Review: Sometimes Interesting (website)
Anthony Giddens describes the relentless technological progress of modernity as a "juggernaut" - an out-of-control machine which the individual must choose to perilously ride upon, or else be crushed beneath. This utopian/dystopian attitude shapes the way we think about many of the societal changes that progress continues to deliver. Are GM crops the answer to world hunger, or a biodiversity apocalypse? Is globalization an emerging world democracy, or the universalization of capitalist exploitation? Does this food cause cancer or prevent it?
Sometimes Interesting is a beautiful blog that deliberately eschews the "bigger picture", instead examining some of the more curious outcomes of human and industrial cultures: the people, objects and (most often) places that are abandoned and forgotten by a restless civilization that is constantly moving on. It recounts strange histories of misfits and failures who lurk dimly in the suburbs of significance.
You will peer into the door to hell, an immense chasm of methane sludge that opened up under a collapsed oil-rig in the Karakum desert forty years ago, and now burns in perpetuity. You can watch the last house on Holland Island slump into the ocean in the terminal stages of shoreline erosion. Learn why a network of huge concrete arrows lie overgrown and weed-cracked in remote US locations. There are fly-blown hotel resorts, abandoned malls, mysterious deaths, and sinister hospitals.

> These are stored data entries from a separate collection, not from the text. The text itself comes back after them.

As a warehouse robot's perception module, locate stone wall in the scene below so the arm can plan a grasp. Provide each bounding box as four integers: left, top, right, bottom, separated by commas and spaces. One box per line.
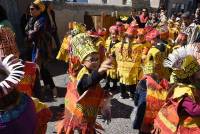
54, 3, 131, 39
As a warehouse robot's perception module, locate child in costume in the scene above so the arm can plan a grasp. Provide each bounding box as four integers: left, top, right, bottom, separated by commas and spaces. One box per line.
57, 33, 112, 134
105, 25, 119, 89
115, 26, 143, 98
153, 45, 200, 134
134, 28, 152, 80
133, 45, 169, 133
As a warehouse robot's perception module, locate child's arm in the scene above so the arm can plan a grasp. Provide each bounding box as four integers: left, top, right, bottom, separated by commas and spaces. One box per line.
77, 71, 104, 95
181, 97, 200, 116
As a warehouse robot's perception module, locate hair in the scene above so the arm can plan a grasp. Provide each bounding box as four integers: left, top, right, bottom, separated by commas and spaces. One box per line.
0, 5, 8, 21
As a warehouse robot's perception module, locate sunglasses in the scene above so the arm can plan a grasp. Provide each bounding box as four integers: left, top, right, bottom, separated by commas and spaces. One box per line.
85, 57, 99, 63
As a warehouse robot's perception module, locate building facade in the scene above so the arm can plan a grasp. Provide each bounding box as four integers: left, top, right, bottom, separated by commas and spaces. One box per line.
88, 0, 132, 6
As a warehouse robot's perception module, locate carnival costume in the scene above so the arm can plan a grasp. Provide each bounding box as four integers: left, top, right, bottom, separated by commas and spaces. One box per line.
57, 33, 110, 134
0, 25, 52, 134
106, 25, 119, 89
115, 26, 143, 98
154, 45, 200, 134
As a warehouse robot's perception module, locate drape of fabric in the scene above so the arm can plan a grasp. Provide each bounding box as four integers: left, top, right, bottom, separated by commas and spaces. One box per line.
56, 35, 71, 62
144, 47, 170, 79
138, 75, 169, 133
154, 84, 200, 134
94, 37, 106, 63
115, 42, 143, 85
17, 61, 37, 96
32, 97, 52, 134
0, 94, 37, 134
106, 38, 117, 79
57, 68, 104, 134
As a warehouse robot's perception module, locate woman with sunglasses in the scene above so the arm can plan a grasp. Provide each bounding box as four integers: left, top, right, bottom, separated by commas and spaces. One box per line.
25, 0, 57, 97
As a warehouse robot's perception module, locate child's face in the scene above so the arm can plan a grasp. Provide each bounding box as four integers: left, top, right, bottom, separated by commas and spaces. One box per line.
83, 53, 99, 70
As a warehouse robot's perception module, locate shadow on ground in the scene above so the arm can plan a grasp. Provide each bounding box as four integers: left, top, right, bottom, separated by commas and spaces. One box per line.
111, 99, 133, 118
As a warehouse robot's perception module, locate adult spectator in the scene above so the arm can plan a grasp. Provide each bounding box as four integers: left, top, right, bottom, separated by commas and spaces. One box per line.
138, 8, 149, 28
0, 5, 13, 30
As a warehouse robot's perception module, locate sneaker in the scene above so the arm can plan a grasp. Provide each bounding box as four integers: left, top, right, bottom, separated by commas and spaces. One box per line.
53, 87, 58, 98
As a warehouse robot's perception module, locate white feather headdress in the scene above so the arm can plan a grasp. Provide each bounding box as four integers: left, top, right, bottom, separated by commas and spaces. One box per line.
163, 45, 197, 69
163, 45, 200, 79
0, 54, 24, 95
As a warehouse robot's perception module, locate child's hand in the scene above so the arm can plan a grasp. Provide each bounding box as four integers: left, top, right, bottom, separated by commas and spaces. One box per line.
98, 58, 113, 75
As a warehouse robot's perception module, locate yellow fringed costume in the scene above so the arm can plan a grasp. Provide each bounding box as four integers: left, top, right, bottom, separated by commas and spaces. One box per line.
56, 35, 71, 62
144, 47, 170, 79
115, 42, 143, 85
106, 37, 117, 79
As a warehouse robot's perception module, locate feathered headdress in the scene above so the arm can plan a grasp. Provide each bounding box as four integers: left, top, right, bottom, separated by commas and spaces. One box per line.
0, 54, 24, 97
163, 45, 200, 79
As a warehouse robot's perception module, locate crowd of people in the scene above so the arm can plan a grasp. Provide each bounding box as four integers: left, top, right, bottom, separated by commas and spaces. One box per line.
0, 0, 200, 134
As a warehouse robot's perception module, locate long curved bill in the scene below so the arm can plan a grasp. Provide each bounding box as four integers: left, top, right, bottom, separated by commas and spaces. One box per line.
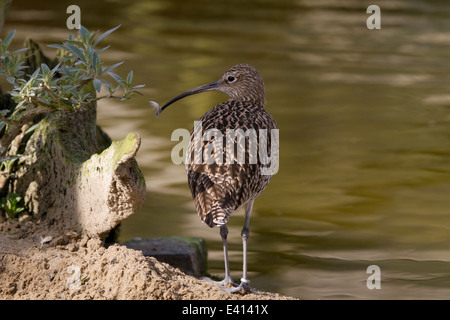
157, 81, 220, 116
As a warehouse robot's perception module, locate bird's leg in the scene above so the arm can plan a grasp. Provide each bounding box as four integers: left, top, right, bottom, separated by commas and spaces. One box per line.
220, 224, 237, 286
204, 224, 238, 287
224, 200, 257, 293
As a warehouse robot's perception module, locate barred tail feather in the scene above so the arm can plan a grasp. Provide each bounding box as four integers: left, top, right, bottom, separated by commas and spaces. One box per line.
203, 204, 232, 228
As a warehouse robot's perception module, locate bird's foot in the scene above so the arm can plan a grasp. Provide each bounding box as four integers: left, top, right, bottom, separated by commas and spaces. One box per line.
202, 277, 239, 287
222, 278, 258, 294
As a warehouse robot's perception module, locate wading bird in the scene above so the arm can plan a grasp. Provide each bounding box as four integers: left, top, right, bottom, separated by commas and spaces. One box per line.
157, 64, 278, 292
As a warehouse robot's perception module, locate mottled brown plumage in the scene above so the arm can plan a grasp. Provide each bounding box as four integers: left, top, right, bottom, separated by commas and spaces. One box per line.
160, 64, 276, 291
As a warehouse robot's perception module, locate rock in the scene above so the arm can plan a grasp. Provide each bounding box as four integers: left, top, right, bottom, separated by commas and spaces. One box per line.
123, 236, 207, 277
7, 41, 146, 239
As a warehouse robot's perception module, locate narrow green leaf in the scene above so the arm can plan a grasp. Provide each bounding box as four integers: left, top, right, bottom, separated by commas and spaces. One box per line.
101, 61, 124, 74
108, 71, 123, 84
94, 79, 102, 92
96, 45, 111, 54
78, 25, 90, 44
127, 70, 133, 87
3, 30, 16, 47
41, 63, 50, 77
66, 43, 86, 62
92, 24, 120, 47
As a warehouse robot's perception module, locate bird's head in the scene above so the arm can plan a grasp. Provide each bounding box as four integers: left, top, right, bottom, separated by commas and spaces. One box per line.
158, 64, 266, 114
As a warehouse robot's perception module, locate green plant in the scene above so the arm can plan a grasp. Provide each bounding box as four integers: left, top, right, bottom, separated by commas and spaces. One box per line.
0, 26, 144, 161
0, 193, 25, 219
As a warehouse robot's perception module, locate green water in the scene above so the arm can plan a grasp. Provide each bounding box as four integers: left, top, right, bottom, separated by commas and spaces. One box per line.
5, 0, 450, 299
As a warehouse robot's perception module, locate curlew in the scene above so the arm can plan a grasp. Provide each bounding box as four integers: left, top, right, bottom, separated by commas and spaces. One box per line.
157, 64, 278, 292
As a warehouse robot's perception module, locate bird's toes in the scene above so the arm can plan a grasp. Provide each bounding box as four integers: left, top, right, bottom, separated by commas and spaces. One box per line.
201, 277, 239, 287
222, 282, 259, 294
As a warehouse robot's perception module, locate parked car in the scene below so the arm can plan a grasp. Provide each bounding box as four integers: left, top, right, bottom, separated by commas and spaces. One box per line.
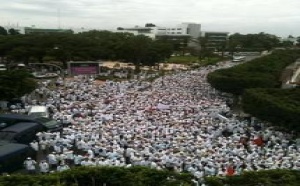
28, 106, 50, 118
0, 141, 35, 173
0, 122, 44, 144
0, 114, 63, 132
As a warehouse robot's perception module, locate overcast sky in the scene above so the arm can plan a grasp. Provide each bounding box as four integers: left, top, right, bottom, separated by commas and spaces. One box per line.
0, 0, 300, 36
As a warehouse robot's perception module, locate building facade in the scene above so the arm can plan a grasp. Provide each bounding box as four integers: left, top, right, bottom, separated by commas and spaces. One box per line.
201, 32, 229, 51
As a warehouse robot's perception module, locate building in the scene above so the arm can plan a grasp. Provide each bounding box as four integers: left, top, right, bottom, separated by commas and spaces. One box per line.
201, 31, 229, 51
117, 23, 201, 39
24, 27, 74, 34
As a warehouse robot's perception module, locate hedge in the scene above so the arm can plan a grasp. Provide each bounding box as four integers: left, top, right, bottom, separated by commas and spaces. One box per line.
207, 50, 300, 95
0, 167, 300, 186
242, 89, 300, 132
205, 169, 300, 186
0, 166, 193, 186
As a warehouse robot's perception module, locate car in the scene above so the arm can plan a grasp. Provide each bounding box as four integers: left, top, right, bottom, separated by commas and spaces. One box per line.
28, 106, 50, 118
0, 114, 63, 132
0, 141, 36, 173
0, 122, 44, 144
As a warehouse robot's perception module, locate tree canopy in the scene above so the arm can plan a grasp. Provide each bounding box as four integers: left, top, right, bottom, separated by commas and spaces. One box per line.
0, 70, 37, 101
0, 30, 172, 70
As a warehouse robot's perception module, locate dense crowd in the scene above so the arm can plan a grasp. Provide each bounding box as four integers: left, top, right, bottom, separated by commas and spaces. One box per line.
24, 62, 300, 185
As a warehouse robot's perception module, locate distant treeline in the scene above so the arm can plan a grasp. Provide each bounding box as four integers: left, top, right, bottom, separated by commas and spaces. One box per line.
208, 50, 300, 132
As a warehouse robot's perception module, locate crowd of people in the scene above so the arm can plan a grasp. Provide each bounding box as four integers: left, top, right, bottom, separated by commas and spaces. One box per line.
19, 62, 300, 185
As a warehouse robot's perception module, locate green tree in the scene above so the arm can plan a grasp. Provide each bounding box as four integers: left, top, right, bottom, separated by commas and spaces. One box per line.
8, 28, 20, 35
0, 26, 7, 36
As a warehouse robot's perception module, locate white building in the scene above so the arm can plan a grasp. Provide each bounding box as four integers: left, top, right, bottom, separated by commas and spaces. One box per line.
116, 23, 201, 39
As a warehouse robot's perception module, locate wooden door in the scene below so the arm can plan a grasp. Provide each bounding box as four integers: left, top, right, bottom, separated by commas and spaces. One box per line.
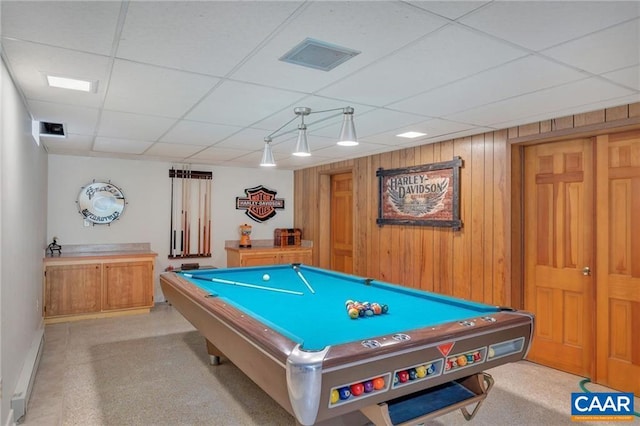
331, 172, 353, 274
596, 131, 640, 394
523, 139, 595, 377
44, 263, 102, 317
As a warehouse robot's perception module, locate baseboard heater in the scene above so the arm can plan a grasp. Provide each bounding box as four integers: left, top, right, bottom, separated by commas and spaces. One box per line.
11, 327, 44, 423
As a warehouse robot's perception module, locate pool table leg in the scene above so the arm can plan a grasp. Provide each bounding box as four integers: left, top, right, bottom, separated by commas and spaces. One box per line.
207, 339, 223, 365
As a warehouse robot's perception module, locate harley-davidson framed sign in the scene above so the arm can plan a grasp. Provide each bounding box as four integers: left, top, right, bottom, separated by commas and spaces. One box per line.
236, 185, 284, 222
376, 157, 462, 230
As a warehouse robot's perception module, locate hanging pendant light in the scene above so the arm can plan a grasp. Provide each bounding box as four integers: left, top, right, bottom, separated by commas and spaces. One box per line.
260, 138, 276, 167
337, 107, 358, 146
293, 124, 311, 157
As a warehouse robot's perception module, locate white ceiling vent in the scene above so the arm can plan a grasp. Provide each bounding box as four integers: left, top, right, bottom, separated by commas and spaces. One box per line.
280, 38, 360, 71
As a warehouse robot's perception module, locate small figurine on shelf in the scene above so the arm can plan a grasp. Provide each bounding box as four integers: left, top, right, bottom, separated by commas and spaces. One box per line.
240, 223, 251, 248
47, 237, 62, 256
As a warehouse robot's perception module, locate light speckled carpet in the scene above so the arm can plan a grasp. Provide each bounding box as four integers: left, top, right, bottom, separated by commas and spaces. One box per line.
23, 304, 640, 426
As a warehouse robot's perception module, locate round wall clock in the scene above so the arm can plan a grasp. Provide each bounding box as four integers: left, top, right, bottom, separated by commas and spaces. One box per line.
77, 181, 126, 225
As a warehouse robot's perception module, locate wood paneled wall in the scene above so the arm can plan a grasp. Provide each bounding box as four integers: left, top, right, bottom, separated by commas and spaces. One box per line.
294, 103, 640, 308
294, 130, 510, 305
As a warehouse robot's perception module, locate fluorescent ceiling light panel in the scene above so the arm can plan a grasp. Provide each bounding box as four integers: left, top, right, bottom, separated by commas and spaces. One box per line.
47, 75, 94, 92
396, 132, 427, 139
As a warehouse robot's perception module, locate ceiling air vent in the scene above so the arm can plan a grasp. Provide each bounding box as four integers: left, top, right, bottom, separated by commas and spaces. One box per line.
40, 121, 67, 138
280, 38, 360, 71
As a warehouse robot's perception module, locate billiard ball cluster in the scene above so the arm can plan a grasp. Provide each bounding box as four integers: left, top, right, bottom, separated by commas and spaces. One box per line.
444, 351, 482, 371
344, 299, 389, 319
393, 364, 436, 387
331, 377, 385, 404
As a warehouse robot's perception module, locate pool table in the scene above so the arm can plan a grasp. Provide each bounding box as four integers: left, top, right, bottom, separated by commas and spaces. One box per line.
160, 264, 534, 425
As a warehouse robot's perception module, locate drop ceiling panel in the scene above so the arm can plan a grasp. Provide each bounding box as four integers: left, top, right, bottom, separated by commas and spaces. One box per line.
446, 78, 631, 128
93, 137, 152, 154
185, 81, 304, 126
104, 60, 220, 118
210, 127, 270, 152
408, 0, 490, 20
460, 1, 640, 51
542, 18, 640, 74
2, 39, 109, 108
233, 1, 446, 92
389, 56, 587, 117
318, 26, 526, 105
98, 111, 175, 141
2, 1, 120, 55
160, 120, 242, 145
189, 146, 252, 161
118, 1, 300, 76
145, 142, 202, 158
0, 0, 640, 169
603, 65, 640, 90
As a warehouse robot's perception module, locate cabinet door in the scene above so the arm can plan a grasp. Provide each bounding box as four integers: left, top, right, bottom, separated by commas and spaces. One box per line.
44, 263, 101, 317
278, 250, 311, 265
242, 253, 278, 266
102, 261, 153, 310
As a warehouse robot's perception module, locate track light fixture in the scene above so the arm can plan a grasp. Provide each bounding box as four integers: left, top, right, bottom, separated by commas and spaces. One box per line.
260, 107, 358, 167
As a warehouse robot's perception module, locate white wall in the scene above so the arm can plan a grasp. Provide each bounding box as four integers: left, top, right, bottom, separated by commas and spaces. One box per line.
47, 155, 293, 301
0, 57, 47, 425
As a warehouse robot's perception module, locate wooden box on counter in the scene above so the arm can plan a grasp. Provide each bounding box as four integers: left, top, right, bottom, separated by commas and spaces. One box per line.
273, 228, 302, 247
225, 240, 313, 267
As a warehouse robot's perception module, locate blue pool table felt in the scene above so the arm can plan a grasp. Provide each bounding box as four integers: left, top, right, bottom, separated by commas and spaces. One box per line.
182, 265, 498, 350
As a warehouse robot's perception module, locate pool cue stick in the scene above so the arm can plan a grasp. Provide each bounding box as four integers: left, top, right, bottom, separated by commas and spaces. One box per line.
291, 263, 316, 294
180, 165, 185, 256
169, 169, 175, 257
184, 165, 191, 256
205, 177, 212, 254
198, 178, 202, 255
182, 274, 303, 296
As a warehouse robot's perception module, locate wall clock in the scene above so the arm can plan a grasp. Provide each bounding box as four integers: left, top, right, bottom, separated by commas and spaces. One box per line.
76, 181, 126, 225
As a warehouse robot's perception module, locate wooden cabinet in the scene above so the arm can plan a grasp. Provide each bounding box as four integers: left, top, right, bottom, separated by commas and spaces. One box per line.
43, 246, 156, 323
225, 246, 313, 267
44, 263, 102, 316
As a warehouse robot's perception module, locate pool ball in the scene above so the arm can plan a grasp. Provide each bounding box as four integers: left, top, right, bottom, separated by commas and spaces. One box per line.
363, 380, 373, 393
338, 386, 351, 401
373, 377, 384, 390
331, 389, 340, 404
408, 368, 418, 380
351, 383, 364, 396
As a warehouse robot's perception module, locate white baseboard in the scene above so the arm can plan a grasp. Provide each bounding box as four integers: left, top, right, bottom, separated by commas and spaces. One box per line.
4, 410, 16, 426
7, 325, 44, 423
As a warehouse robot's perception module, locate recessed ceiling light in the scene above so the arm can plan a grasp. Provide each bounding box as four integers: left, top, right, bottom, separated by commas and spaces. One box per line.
47, 75, 94, 92
396, 132, 427, 139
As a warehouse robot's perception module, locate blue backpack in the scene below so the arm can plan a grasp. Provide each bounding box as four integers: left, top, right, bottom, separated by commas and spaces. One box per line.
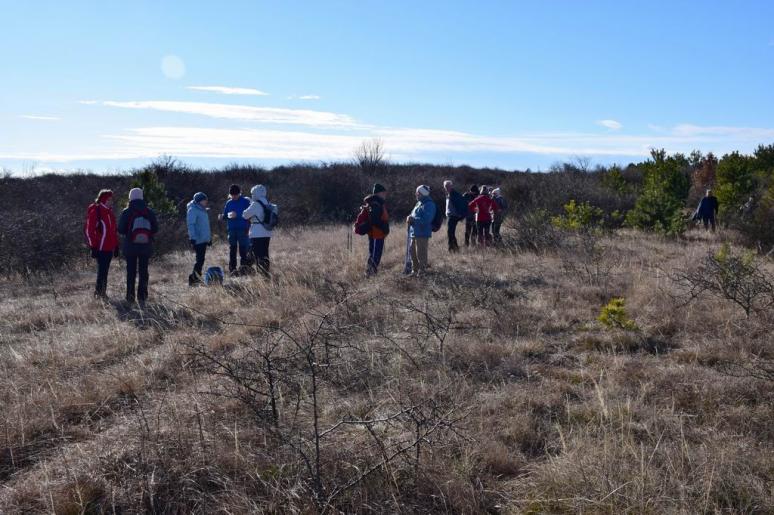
204, 266, 224, 286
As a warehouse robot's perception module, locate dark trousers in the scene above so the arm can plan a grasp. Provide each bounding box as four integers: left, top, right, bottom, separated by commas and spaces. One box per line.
446, 215, 462, 252
492, 218, 503, 243
193, 243, 207, 279
94, 251, 113, 297
465, 218, 477, 247
126, 255, 150, 302
476, 221, 492, 246
228, 231, 250, 272
366, 236, 384, 275
250, 238, 271, 277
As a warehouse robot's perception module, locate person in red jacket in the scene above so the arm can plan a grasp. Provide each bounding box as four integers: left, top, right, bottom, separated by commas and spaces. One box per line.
468, 186, 500, 246
84, 190, 118, 299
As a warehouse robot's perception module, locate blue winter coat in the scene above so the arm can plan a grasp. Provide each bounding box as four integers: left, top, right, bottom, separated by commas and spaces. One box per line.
223, 196, 250, 233
185, 200, 212, 245
409, 197, 435, 238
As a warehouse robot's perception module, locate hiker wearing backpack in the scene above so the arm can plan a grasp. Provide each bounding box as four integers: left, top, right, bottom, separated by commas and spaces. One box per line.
443, 180, 468, 252
406, 184, 436, 277
185, 191, 212, 286
84, 190, 118, 299
492, 188, 508, 244
118, 188, 159, 305
354, 183, 390, 277
462, 184, 479, 247
242, 184, 279, 277
218, 184, 250, 274
468, 186, 500, 246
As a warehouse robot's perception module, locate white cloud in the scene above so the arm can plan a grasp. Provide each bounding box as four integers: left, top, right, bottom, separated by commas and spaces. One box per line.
597, 120, 623, 131
185, 86, 269, 97
19, 114, 59, 122
102, 100, 355, 127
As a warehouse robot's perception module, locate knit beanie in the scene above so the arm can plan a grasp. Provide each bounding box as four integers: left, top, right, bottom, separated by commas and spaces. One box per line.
194, 191, 207, 204
129, 188, 143, 202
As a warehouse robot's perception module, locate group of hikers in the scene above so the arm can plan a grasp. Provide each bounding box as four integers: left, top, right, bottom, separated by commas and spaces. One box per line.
84, 180, 508, 305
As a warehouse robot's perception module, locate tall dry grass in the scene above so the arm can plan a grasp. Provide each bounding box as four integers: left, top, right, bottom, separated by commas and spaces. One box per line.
0, 226, 774, 513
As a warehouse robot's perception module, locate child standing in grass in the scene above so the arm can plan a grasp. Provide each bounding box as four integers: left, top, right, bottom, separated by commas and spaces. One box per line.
219, 184, 250, 274
406, 184, 436, 277
84, 190, 118, 299
186, 191, 212, 286
118, 188, 159, 305
242, 184, 277, 277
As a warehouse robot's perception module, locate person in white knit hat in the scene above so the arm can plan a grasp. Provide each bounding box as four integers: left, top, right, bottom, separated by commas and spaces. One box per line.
406, 184, 436, 277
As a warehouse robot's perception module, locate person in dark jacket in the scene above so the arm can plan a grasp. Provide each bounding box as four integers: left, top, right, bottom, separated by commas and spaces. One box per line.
462, 184, 479, 247
694, 190, 718, 232
118, 188, 159, 305
443, 180, 466, 252
363, 183, 390, 277
186, 191, 212, 286
84, 190, 118, 299
219, 184, 250, 274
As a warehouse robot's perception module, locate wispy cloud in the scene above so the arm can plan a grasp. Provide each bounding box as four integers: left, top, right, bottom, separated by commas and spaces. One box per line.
19, 114, 59, 122
102, 100, 355, 127
185, 86, 269, 97
597, 120, 623, 131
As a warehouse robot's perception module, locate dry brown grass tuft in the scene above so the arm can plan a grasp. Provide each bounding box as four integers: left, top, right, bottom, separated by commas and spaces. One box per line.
0, 226, 774, 513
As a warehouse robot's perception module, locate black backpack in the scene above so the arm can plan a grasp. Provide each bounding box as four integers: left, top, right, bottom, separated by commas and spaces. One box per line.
430, 204, 444, 232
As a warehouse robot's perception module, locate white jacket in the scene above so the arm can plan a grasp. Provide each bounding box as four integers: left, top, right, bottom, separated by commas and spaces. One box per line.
242, 184, 277, 238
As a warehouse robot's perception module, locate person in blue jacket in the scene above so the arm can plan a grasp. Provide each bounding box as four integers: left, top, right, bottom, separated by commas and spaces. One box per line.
186, 191, 212, 286
219, 184, 250, 274
406, 184, 436, 277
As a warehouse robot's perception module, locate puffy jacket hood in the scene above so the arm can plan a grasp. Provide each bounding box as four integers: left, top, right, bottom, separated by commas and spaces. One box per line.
255, 184, 266, 200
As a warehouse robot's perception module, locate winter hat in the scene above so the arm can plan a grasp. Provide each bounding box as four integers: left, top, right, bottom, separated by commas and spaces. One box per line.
250, 184, 266, 200
96, 190, 113, 204
194, 191, 207, 204
129, 188, 143, 202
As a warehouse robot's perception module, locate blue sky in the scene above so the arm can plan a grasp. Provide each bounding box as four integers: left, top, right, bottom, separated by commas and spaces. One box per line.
0, 0, 774, 172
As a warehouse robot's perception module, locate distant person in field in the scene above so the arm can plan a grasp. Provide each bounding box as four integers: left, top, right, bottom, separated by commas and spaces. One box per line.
468, 186, 500, 246
242, 184, 279, 277
462, 184, 479, 247
84, 190, 118, 299
406, 185, 436, 277
355, 183, 390, 277
118, 188, 159, 305
693, 190, 718, 232
492, 188, 508, 243
185, 191, 212, 286
218, 184, 250, 274
443, 180, 468, 252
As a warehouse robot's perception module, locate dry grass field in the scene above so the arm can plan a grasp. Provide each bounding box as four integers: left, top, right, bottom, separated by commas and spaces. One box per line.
0, 226, 774, 514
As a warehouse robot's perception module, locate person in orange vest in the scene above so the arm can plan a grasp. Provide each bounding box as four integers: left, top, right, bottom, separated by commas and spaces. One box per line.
363, 183, 390, 277
84, 190, 118, 299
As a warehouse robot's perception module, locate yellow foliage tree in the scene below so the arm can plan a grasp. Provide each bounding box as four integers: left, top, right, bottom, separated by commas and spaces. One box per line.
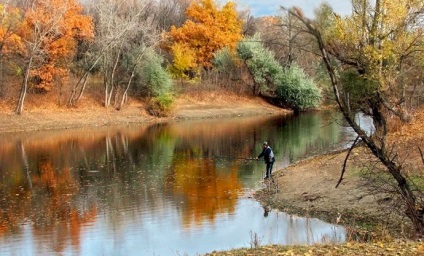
16, 0, 94, 114
291, 0, 424, 236
170, 43, 197, 78
169, 0, 242, 72
21, 0, 94, 91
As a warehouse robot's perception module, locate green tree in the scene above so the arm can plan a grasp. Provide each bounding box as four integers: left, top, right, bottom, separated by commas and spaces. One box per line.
277, 65, 321, 110
237, 35, 321, 110
291, 0, 424, 235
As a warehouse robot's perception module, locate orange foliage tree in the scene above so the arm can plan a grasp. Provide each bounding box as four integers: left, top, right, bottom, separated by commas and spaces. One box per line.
0, 4, 23, 60
168, 0, 242, 75
16, 0, 94, 114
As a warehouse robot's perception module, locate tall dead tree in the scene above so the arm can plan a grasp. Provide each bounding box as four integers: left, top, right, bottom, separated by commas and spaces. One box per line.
286, 0, 424, 235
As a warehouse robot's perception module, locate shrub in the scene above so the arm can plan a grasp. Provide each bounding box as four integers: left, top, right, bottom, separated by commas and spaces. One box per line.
146, 94, 174, 117
276, 65, 321, 110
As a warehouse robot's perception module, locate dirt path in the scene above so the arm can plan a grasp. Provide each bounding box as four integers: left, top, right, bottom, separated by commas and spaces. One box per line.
0, 94, 424, 238
256, 148, 398, 230
0, 94, 288, 133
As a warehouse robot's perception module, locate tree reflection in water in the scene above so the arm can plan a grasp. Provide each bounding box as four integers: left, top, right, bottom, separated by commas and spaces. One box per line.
0, 113, 346, 255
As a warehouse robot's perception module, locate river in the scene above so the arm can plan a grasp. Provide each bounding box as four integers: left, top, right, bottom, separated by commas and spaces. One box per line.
0, 112, 353, 255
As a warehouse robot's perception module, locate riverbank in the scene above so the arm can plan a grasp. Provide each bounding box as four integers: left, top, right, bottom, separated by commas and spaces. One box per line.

Sometimes Interesting is updated with appropriately mysterious infrequency, and has attracted an international cast of contributors. The blogger who began the project in 2011 hoped to cross the best parts of Wikipedia and Flickr with the spirit of urban exploration. With its concise, neutral authorial tone, arresting photography, and an impressively well-researched body of offbeat subject matter, Sometimes Interesting has achieved its author's aims with aplomb.